Travail saisonnier : Sur 23 établissements contrôlés autour de Saint-Malo, 22 étaient en infraction

Publié le par angeline351

Travail saisonnier : Sur 23 établissements contrôlés autour de Saint-Malo, 22 étaient en infraction

Cet été, en une journée, l'Inspection du travail a constaté une soixantaine d'infractions sur les conditions de travail dans 22 hôtels, cafés et restaurants de la côte d'Emeraude.

 

Vingt-deux des 23 hôtels, cafés et restaurants contrôlés en une journée, cet été, sur la côte d’Émeraude par l’Inspection du travail étaient en infraction sur les conditions de travail et/ou d’emploi. À quoi servent ces contrôles ? Explications.

Les contrôles inopinés dans les entreprises sont un des outils dont dispose l’Inspection du travail (DIRECCTE) pour veiller au respect des conditions de travail. Chaque année, l’Unité de Contrôle Nord basée à Saint-Malo (Ille-et-Vilaine) – qui dispose de 10 agents – en mène une vingtaine. La DIRECCTE réunit aussi parfois ses forces pour des actions d’envergure, notamment en été, pleine période du travail saisonnier.

 

12 agents sur le terrain
C’est ce qu’elle a fait le 9 août, en détachant 12 agents dans 23 établissements du secteur des hôtels, cafés et restaurants (HCR), « ciblés aléatoirement » à Saint-Briac, Saint-Lunaire, Dinard, Saint-Malo et Cancale.
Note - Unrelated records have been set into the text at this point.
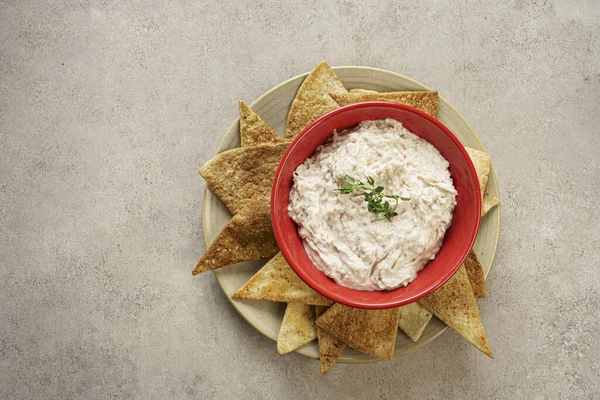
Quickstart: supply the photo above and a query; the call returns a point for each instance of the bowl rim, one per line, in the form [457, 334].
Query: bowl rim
[303, 274]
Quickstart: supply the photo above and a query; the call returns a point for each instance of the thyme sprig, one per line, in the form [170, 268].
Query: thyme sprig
[374, 196]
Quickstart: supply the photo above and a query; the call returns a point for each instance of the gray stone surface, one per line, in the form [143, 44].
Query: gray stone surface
[108, 108]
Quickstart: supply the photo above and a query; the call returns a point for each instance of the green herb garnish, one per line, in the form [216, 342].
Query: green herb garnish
[374, 196]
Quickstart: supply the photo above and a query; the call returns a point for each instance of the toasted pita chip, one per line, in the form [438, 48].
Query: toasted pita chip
[253, 130]
[489, 201]
[298, 327]
[362, 91]
[330, 349]
[475, 273]
[312, 99]
[413, 320]
[247, 236]
[372, 332]
[482, 163]
[454, 303]
[238, 174]
[277, 281]
[428, 102]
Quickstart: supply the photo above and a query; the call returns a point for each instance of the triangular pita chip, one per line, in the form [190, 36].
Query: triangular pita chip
[372, 332]
[482, 163]
[247, 236]
[357, 90]
[312, 99]
[426, 101]
[253, 130]
[330, 349]
[489, 201]
[238, 174]
[277, 281]
[297, 328]
[454, 303]
[413, 320]
[475, 274]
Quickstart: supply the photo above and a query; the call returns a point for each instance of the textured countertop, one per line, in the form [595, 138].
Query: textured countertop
[108, 108]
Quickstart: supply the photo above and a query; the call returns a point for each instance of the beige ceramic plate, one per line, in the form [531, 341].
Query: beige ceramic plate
[273, 107]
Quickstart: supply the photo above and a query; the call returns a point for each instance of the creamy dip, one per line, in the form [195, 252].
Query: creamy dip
[337, 229]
Sur les entreprises contrôlées, 22 avaient moins de 10 salariés (elles sont majoritaires dans ce secteur, ndlr) et 90 % étaient inconnues de nos services », précise Nicolas Burgain, responsable de l’Unité de Contrôle Nord.
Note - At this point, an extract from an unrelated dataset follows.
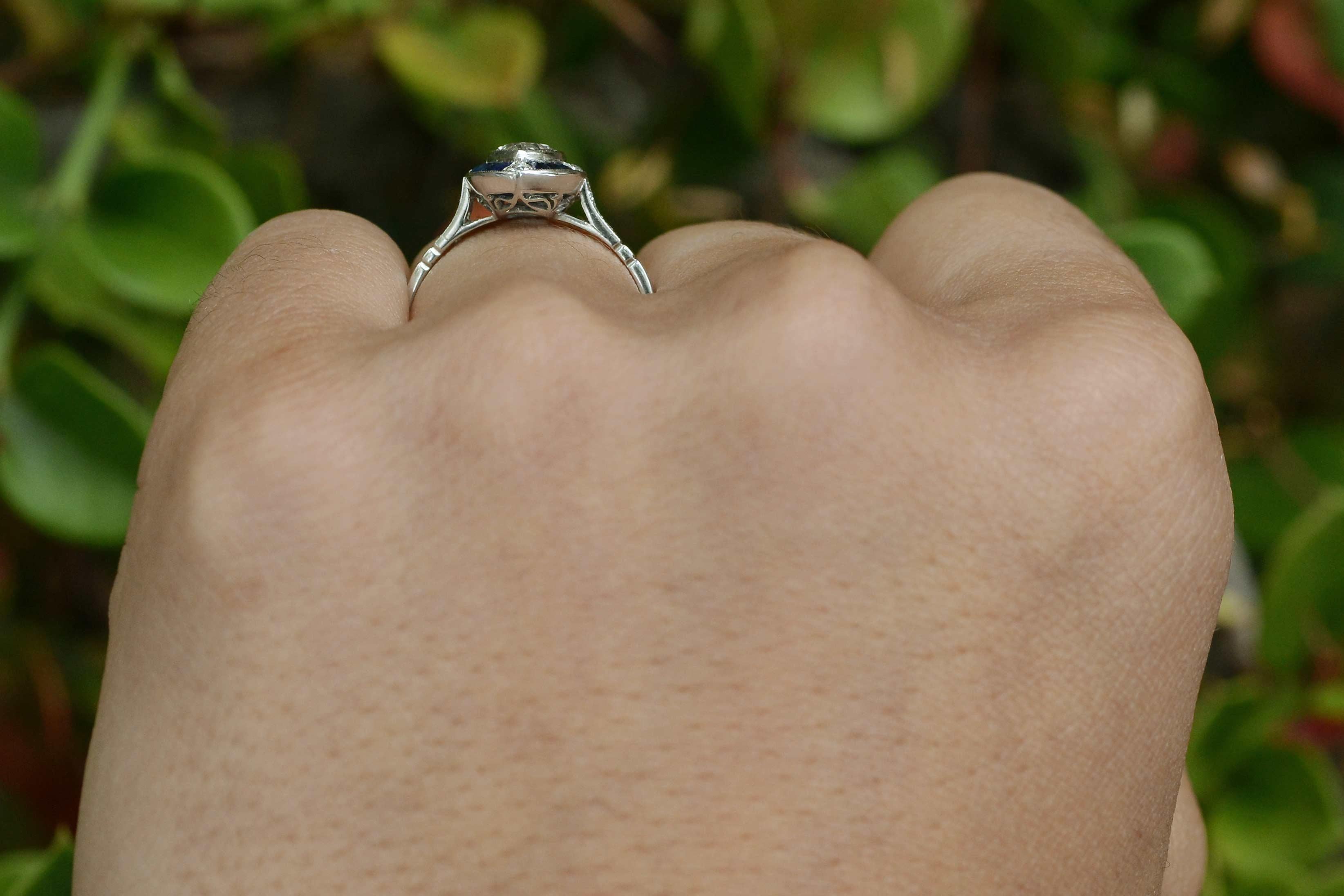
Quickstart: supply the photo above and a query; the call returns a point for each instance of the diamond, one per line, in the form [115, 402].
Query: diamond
[526, 179]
Une soixantaine d’infractions relevées
Au début de l’été, un rappel des règles en matière de travail saisonnier avait été adressé aux employeurs du secteur HCR, par l’intermédiaire du syndicat professionnel UMIH côte d’Émeraude. Malgré cette information, les agents ont constaté des infractions dans 22 établissements.

Pour autant, parmi la soixantaine de manquements constatés en période d’activité, seuls quatre, graves, se soldent par des procédures administratives et pénales, en l’occurrence pour défaut de déclaration préalable à l’emploi, une infraction désormais peu courante, et pour des infractions « systématiques » sur la durée de travail. Les procédures administratives auquel l’Inspection peut avoir recours depuis 2016 peuvent aboutir à des amendes salées, allant jusqu’à 2 000€ multipliés par le nombre de salariés.

 

Les autres infractions concernent les documents légaux (affichage obligatoire, registres uniques du personnel non ou mal tenus), la santé et la sécurité des travailleurs (propreté des locaux, sols glissants, encombrants, absence de vestiaires…), la durée du temps de travail, « en particulier deux situations de non-respect des durées de travail pour des saisonniers mineurs ». Elles ont fait l’objet d’un rappel à la loi avec demande de mise en conformité.

Pas anodin
Ces infractions n’en sont pas pour autant anodines. Leur constat permet de rétablir les droits des salariés (horaires, heures supplémentaires non payées), de prévenir les accidents dus par exemple à des installations électriques en mauvais état, des accès dangereux et, par recoupements, de lutter contre le travail illégal.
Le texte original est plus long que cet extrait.